Florida. April’s total solar eclipse promises to be a scientific bonanza, thanks to new spacecraft and telescopes and cosmic possibilities.
The Moon will be very close to the Earth, causing a long and intense period of darkness, and the Sun should be more active with the possibility of spectacular plasma explosions. Then there is the densely populated corridor of totality that stretches from Mexico to the United States and Canada.
Hundreds, if not thousands, of the tens of millions of viewers will act as citizen scientists
helping NASA and other research groups better understand our planet and our star.
They will photograph the Sun’s corona-shaped outer atmosphere, or corona, as the Moon passes between the Sun and Earth, blocking out the Sun’s light for up to 4 minutes and 28 seconds on April 8. They will observe the stillness of the birds and other animals as the midday darkness falls. They will also measure falling temperatures, monitor clouds and use amateur radio to measure communications disruptions.
At the same time, rockets will lift off with scientific instruments toward the electrically charged portion of the atmosphere near the edge of space known as the ionosphere. The small rockets will lift off from Wallops Island, Virginia, about 400 miles from totality but with 81 percent of the Sun obscured in a partial eclipse. Similar launches were made from New Mexico during the solar eclipse of ring of Fire
last October that devastated the western United States and Central and South America.
It’s time for the most important thing! It’s very exciting!!!
said rocket mission manager Aroh Barjatya of Embry-Riddle Aeronautical University in an email.
NASA’s high-altitude jets will also fly again, chasing the Moon’s shadow with upgraded telescopes to study the solar corona and surrounding dust.
Dust sounds boring
acknowledged Kelly Korreck, director of NASA’s eclipse program. But at the same time, this one is really interesting. Those are the remains from when the solar system was forming
.
College students will launch more than 600 weather balloons along the runway, providing live feeds as they study atmospheric changes. Cloudy skies shouldn’t matter.
Luckily for us, balloons that fly at 80,000 feet or higher don’t care if it’s cloudy on the ground.
said Angela Des Jardins, an astrophysicist at Montana State University who coordinates the nationwide project.
And if the Federal Aviation Administration approves, a 6.5-meter kite will lift a scientific instrument 5 kilometers above Texas in an experiment conducted by Shadia Habbal of the University of Hawaii. She also wants to overcome any clouds that might hinder her observations of the Sun.
The crown, hotter
Normally obscured by the Sun’s glare, the corona is revealed in its entirety during a total solar eclipse, making it a prime research target. The spiky tendrils emanating thousands of miles into space are disconcertingly hotter than the surface of the Sun, by millions of degrees, versus thousands.
Science still cannot explain how the corona heats up to such extreme temperatures
said retired NASA astrophysicist Fred Espenak, better known as Mr. Eclipse for his graphics and books on the subject.

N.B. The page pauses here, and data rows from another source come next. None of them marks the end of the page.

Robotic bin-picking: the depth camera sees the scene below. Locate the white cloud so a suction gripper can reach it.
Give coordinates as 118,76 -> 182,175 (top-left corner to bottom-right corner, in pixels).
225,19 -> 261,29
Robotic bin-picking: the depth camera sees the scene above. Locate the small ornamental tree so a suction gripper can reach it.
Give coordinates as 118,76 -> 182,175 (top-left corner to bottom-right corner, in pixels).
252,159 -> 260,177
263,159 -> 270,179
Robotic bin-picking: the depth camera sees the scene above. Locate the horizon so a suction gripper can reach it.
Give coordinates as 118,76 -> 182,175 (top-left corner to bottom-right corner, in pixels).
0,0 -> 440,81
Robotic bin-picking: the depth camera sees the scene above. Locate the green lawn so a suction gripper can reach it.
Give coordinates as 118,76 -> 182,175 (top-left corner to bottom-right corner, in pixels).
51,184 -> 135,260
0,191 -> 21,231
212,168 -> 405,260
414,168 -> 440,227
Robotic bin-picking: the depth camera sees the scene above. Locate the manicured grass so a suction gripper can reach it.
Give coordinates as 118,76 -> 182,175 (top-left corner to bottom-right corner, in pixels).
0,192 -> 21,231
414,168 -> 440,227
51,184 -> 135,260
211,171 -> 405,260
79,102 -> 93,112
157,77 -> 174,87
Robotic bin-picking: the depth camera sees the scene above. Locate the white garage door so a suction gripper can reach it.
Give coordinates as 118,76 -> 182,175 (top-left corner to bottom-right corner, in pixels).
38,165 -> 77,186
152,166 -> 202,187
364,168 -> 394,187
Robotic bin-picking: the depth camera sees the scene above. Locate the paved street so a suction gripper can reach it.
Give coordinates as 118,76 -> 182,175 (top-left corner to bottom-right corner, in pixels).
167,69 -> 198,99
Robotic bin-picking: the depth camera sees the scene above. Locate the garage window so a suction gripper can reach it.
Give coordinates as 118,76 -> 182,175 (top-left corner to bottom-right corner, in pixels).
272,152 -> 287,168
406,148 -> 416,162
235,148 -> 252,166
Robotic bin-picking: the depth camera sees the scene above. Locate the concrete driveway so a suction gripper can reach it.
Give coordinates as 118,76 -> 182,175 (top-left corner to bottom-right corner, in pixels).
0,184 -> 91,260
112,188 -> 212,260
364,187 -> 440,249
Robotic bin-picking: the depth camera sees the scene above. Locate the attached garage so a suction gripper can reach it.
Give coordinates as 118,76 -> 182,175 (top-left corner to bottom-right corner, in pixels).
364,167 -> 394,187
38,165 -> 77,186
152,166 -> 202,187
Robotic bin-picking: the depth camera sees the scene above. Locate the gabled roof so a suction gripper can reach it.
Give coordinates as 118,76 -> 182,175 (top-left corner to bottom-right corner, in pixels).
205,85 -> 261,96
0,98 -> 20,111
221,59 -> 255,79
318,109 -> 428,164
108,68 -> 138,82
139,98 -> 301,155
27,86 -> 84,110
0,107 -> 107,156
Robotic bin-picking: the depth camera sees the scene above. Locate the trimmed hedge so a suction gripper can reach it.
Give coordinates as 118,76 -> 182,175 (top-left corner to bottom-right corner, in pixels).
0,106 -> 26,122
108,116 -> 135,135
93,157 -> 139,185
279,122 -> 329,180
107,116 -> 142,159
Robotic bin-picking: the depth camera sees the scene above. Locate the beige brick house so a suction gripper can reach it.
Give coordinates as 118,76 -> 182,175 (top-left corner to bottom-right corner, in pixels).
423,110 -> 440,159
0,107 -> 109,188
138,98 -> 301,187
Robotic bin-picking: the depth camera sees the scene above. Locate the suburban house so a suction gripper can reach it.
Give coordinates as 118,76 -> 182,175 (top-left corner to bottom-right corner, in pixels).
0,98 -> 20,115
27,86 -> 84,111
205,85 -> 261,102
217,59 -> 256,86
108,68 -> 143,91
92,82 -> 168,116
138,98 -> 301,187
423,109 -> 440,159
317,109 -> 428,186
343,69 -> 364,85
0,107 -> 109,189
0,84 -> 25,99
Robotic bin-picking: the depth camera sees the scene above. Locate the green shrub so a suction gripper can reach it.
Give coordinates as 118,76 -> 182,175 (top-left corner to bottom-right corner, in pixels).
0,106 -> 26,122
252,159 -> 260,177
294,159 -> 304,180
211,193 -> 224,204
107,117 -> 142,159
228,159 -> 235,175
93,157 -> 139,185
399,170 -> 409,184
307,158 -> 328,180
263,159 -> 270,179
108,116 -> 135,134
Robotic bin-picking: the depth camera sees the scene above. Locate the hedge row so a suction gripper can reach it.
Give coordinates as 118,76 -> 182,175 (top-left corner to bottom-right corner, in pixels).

The United States won’t see another total solar eclipse of this scale until 2045, so NASA and everyone else are doing everything they can.
The April eclipse will begin in the Pacific and make landfall in Mazatlán, Mexico, and pass through Texas and 14 other US states before crossing into Canada and emerging into the Atlantic in Newfoundland. Those outside the 185-kilometer-wide path will get a partial eclipse.
Scientists got a glimpse of what’s to come during the 2017 total solar eclipse that stretched from Oregon to South Carolina. This time, the Moon is closer to Earth, resulting in more minutes of darkness and a longer path.
Every time we can observe for longer, scientists get more data
Korreck said.
Another scientific advantage this time: the Sun will be just one year away from its maximum solar activity, unlike 2017, when it was close to its minimum. That means a lot more action on the Sun, possibly even a coronal mass ejection during the eclipse, with huge amounts of plasma and magnetic field launched into space.
Additionally, there are two new spacecraft studying the Sun: NASA and the European Space Agency’s Parker Solar Probe and NASA’s Solar Orbiter. They will join other eclipse spacecraft, including the International Space Station and its astronauts.
Closer to home, the April eclipse, unlike previous ones, will pass by three US radar sites typically used to monitor space weather. The stations will tune in to what’s happening in the upper atmosphere as the skies darken.